HAAH adds budget brand from Chery to U.S. plan

Industry

LOS ANGELES — The California startup HAAH Motor Holdings is finalizing plans for its second U.S. crossover brand based on existing models from Chinese automaker Chery Automobile Co.

HAAH CEO Duke Hale told Automotive News last week that it will add a mainstream brand to be called T-GO to its U.S. business plan.

HAAH previously announced that it will market a brand called Vantas, consisting of “near premium” vehicles designed by Chery but built in the United States and sold through U.S. and Canadian dealers.

Hale said both sets of vehicles will be built at a U.S. manufacturing site that HAAH is now seeking. He said the company is in the final stage of its search for an abandoned manufacturing site to transform into its assembly plant.

The Americanized brands will be based on Chery’s upscale Exeed marque and its mass-market Tiggo lineup that it sells in China. Hale said the technology-sharing agreement for T-GO is expected to be finalized in the fourth quarter this year.

HAAH is simultaneously building a dealer network and showing a T-GO vehicle to potential franchisees during its current U.S. road show to recruit more dealers. The first T-GO model to go on sale will be a compact crossover, followed by at least two more models by 2024, the company said.

“The Vantas deal is all signed, sealed and delivered,” Hale said. “The T-GO deal is done in principle and we’re working through the legal terms,” Hale said. “So think of Vantas as near-premium and think of T-GO as mass market.”

T-GO will compete at the lower end of the market against mainstream Asian brands, but at a significant sticker-price discount compared to similar models from its rivals, he said.
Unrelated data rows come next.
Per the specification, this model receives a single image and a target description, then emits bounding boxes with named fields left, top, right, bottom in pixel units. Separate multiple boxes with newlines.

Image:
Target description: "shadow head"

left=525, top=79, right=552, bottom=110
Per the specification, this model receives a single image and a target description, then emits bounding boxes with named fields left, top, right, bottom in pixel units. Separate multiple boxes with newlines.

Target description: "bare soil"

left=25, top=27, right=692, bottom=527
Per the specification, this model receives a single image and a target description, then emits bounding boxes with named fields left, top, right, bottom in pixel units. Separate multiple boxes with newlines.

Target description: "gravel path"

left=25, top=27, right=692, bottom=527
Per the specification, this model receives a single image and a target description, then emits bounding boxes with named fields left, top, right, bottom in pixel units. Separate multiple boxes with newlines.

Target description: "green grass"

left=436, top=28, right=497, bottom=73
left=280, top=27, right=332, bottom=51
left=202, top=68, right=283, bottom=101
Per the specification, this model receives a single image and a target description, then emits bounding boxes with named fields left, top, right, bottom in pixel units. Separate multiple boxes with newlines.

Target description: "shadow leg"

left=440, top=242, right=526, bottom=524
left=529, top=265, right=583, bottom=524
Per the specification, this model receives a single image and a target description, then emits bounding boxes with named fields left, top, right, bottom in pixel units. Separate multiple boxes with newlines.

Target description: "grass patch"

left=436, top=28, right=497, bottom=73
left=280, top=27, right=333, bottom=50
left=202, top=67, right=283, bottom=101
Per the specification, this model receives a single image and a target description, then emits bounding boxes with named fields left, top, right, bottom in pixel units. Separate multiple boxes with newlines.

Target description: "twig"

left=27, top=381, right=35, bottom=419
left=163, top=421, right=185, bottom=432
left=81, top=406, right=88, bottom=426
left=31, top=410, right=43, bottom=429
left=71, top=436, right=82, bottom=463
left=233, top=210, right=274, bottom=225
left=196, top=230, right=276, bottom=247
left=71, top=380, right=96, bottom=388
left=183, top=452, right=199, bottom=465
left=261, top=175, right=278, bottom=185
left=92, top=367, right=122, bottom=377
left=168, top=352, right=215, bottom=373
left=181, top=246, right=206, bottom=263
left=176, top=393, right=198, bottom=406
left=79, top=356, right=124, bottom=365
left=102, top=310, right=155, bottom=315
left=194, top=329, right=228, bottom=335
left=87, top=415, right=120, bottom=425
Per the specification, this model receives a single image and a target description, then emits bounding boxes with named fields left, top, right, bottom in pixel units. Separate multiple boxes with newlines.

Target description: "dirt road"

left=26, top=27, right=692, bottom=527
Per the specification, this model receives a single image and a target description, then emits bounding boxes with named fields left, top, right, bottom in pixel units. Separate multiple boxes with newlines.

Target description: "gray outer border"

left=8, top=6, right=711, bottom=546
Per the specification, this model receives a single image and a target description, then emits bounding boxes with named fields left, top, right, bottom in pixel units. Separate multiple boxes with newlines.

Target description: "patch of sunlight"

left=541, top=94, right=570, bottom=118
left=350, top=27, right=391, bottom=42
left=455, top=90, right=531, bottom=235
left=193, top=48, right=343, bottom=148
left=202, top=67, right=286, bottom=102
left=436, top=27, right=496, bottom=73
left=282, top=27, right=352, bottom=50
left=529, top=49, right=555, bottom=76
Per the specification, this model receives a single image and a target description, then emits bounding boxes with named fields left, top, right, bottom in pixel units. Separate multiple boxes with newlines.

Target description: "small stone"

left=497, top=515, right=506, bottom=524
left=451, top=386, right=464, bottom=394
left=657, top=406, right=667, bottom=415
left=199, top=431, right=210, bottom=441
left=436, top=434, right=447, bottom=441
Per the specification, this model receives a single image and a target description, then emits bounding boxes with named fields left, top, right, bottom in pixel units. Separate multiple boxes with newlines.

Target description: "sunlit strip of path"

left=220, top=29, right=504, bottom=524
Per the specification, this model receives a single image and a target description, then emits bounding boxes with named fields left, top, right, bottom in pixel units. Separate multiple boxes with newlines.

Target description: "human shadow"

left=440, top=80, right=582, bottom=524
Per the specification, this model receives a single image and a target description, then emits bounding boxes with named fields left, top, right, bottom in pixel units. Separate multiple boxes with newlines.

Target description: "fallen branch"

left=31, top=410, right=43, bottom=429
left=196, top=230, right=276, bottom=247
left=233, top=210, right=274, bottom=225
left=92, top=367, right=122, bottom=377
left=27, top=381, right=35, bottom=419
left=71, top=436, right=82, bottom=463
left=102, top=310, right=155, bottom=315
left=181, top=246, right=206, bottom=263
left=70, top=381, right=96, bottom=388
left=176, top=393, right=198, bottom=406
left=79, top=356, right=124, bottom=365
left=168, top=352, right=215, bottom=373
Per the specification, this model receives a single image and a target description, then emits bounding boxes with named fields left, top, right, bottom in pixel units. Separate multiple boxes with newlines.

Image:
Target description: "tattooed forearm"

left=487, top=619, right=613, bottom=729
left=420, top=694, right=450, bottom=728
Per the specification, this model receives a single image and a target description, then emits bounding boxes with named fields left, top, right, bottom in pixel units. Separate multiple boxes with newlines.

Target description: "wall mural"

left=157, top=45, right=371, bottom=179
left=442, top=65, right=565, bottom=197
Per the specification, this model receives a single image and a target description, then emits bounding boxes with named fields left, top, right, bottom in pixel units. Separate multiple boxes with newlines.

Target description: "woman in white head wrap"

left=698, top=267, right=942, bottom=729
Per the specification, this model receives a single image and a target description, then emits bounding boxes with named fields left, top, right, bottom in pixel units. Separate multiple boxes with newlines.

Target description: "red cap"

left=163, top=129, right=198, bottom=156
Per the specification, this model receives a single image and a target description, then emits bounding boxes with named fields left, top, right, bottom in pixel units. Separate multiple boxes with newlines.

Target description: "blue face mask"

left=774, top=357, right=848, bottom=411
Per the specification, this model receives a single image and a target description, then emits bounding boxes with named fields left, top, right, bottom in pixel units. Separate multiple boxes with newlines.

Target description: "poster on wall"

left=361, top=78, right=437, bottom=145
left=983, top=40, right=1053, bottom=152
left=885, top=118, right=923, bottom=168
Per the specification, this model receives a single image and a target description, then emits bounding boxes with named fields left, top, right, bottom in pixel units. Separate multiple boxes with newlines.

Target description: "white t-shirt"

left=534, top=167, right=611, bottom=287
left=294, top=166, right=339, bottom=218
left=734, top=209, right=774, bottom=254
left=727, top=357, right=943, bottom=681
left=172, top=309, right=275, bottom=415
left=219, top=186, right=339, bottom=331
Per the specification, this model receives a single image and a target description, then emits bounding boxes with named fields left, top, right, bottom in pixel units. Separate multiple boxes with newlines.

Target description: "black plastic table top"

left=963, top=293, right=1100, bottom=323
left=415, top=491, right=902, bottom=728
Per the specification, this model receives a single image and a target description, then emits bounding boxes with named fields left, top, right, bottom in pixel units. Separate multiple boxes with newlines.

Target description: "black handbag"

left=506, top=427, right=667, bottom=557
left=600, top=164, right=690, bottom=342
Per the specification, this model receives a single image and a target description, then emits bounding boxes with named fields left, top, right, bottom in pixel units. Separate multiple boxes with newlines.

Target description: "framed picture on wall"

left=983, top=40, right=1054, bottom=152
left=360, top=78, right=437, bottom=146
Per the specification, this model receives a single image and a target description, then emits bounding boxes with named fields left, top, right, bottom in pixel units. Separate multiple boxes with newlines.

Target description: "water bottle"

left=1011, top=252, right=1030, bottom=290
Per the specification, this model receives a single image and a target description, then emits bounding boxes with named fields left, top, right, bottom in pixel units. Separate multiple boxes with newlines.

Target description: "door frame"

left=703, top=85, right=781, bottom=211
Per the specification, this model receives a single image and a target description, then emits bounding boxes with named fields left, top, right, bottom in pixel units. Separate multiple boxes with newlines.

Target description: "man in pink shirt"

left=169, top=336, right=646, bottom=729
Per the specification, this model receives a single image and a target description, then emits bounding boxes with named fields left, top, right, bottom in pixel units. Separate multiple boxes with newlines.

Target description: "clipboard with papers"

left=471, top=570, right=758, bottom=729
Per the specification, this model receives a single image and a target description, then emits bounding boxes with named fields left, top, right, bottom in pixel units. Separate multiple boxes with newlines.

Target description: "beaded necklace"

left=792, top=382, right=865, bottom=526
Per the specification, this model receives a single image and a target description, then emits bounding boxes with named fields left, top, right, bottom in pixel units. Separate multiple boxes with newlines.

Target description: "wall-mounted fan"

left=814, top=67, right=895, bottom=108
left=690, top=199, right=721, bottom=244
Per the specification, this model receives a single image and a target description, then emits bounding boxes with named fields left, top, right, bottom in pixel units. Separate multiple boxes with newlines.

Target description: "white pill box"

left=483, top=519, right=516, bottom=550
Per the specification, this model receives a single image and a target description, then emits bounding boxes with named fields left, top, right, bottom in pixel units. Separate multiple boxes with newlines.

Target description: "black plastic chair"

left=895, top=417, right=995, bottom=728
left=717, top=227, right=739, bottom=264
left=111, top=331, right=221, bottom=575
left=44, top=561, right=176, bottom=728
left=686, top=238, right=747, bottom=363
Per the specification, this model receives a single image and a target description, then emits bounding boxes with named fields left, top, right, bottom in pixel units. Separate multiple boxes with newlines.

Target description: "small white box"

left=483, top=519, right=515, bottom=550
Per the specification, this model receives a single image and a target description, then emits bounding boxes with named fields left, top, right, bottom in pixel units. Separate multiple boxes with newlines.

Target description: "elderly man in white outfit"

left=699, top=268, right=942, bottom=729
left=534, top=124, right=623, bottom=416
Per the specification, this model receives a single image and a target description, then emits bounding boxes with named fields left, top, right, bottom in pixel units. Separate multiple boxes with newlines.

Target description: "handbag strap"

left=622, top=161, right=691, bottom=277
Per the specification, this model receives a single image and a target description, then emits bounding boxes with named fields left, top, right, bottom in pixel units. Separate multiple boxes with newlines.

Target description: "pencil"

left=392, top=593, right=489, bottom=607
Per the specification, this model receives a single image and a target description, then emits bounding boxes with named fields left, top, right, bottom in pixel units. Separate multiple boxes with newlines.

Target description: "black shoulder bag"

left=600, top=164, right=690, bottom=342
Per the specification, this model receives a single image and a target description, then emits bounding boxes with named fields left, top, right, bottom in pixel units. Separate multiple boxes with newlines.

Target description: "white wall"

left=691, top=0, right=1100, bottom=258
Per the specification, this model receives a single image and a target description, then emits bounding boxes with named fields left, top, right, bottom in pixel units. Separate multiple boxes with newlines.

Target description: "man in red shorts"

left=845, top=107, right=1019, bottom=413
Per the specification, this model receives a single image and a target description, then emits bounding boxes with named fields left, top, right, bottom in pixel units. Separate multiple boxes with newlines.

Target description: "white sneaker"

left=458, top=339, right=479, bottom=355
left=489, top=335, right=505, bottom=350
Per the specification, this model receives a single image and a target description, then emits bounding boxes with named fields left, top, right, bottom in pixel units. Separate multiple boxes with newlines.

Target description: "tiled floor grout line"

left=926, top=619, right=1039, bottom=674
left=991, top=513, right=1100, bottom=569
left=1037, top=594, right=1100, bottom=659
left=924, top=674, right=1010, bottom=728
“The vehicles will be 15 to 20 percent below the target new-car competition — for both Vantas and T-GO,” Hale said. “If I were Hyundai or Kia or Mazda or Volkswagen or Mitsubishi or Nissan, I’d be afraid.”

HAAH is encouraging current dealers who have signed franchise agreements for the Vantas brand to add T-GO and is pitching the two brands as a package with potential dealers.

“We’ve never said you have to take both, but we’ve encouraged dealers to take both,” he said. Pairing the brands in one showroom will boost volume and offers a better return on investment, Hale said. HAAH’s facility requirements are modest, he added, as the brands will focus on customer service and not fancy retail amenities.

With trade tensions high between the U.S. and China, a big part of the sales pitch to customers for Vantas and T-GO will be their made-in-America credentials.

Hale said thousands of American workers will assemble the vehicles using mostly imported parts. Over time, a higher percentage of locally sourced parts will be used where possible, he said.

HAAH’s site selection for its U.S. factory has been whittled down to three finalists — two in the Southeast and one in the Midwest. A final decision is expected in the fourth quarter.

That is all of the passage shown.